OKAY, FINE. I MISS YOU ALL. AND YOU ARE ALL UNIQUE. I LOVE MY FRIENDS.

The more I think about it, the more I realise that among my friends there is no one set "Filipino-American" archetype - I mean, you see the caricatures at PCN (I played the fobalicious mother, w00t) and in movies like "Lumpia" and "The Debut" and "The Flip Side" - but growing up I always felt like I (and perhaps Adrian #1) was always the odd Filipino out. Too white to be Filipino, too Filipino to be white, and nowhere near the African-American/Latino hip-hop normative, ethnically, culturally or psychologically. And no one ever thought I looked Filipino. (At least Adrian had that... but at least I knew I wasn't the typical Filipino and never tried the ghetto immersion thing. Bwahahaha. Okay okay okay, cheap shot, sorry like I have anything to apologise about) Being Manila-born, I felt like I had to work THAT MUCH HARDER to prove to everyone and myself that I am Filipino. I relearned Tagalog and Kapampangan at ten, I did folk dance from the age of seven right up until I left for college, and it is telling that within my immediate circle of friends - save for Michelle and Rianne, but again, Rianne is an SF-born-and-raised mix of everything (I so envy people who grew up in the City) so she can do whatever the freak she wants and not have to worry about being Filipino enough - that I am the only one who had a debut.

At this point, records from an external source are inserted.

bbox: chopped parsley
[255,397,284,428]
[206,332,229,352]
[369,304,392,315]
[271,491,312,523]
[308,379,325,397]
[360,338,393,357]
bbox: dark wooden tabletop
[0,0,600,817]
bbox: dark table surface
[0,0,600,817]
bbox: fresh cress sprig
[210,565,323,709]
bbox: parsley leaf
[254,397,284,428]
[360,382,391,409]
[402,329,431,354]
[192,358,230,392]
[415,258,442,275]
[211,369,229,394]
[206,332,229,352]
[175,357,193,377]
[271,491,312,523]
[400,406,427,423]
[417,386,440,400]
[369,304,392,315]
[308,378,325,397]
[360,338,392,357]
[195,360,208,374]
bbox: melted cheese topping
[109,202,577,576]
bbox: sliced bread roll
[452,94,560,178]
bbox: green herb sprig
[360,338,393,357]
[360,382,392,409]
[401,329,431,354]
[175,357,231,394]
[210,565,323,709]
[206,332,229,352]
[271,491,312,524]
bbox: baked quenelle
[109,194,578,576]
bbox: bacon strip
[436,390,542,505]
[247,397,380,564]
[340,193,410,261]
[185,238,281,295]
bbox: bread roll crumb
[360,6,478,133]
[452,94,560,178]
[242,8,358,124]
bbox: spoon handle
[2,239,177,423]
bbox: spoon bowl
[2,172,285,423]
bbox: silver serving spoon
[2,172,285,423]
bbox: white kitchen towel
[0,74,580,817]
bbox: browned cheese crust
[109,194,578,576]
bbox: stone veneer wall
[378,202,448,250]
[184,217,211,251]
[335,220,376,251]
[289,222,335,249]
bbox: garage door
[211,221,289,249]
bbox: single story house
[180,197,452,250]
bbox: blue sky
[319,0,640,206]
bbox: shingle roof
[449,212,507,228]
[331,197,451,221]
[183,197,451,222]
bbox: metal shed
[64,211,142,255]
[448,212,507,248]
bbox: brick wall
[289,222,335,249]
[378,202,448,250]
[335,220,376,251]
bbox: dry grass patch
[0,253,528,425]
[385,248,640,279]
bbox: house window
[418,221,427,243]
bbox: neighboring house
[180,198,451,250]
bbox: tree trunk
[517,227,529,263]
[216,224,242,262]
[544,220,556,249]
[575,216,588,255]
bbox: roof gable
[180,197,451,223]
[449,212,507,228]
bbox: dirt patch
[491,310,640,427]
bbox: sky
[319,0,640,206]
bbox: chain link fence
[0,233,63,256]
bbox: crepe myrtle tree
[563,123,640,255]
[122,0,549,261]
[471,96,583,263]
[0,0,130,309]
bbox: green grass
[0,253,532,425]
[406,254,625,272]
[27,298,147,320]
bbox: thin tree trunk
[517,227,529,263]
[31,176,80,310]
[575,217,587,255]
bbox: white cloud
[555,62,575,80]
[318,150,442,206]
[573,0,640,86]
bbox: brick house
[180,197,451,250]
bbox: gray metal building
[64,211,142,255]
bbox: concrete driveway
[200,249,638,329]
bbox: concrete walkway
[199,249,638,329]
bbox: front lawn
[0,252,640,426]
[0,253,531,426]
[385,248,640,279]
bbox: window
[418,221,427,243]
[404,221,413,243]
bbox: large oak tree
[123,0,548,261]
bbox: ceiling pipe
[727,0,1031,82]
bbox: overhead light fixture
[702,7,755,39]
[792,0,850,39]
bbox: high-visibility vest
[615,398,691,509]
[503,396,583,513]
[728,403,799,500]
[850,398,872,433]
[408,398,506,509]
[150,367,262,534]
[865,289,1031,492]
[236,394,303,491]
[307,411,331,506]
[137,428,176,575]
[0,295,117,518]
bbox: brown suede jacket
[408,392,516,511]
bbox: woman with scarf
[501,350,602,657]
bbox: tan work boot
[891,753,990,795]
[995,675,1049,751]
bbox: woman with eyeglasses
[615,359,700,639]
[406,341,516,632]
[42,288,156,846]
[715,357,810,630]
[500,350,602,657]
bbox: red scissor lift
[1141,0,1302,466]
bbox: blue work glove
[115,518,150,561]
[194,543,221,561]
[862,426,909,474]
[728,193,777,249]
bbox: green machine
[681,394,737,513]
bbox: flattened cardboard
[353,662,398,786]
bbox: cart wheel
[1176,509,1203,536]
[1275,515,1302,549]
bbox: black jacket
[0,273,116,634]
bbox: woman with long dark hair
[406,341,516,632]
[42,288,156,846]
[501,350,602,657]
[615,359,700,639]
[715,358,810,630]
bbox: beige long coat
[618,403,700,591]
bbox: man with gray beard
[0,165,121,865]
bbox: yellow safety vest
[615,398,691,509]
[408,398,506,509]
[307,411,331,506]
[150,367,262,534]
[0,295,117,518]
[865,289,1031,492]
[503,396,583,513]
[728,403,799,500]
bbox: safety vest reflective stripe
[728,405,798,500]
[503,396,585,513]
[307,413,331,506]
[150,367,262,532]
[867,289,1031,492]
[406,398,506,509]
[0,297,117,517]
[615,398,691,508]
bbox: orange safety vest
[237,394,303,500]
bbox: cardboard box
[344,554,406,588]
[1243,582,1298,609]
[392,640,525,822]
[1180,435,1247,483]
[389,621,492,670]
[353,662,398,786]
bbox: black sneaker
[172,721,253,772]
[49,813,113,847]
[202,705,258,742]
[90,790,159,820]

I think I still don't fit in anywhere - and will never fit in anywhere - because I was alone all the time when I was little, and so was left to my own devices ithout social references from anyone, except my parents, with whom I slogged through everything so I can never act like a typical Filipina - or a typical ANYTHING - towards them either. And then you throw France into everything, and the cultural melange of WTF increases.

I suppose I should follow the advice of the song playing on the radio - "Relax, Take It Easy."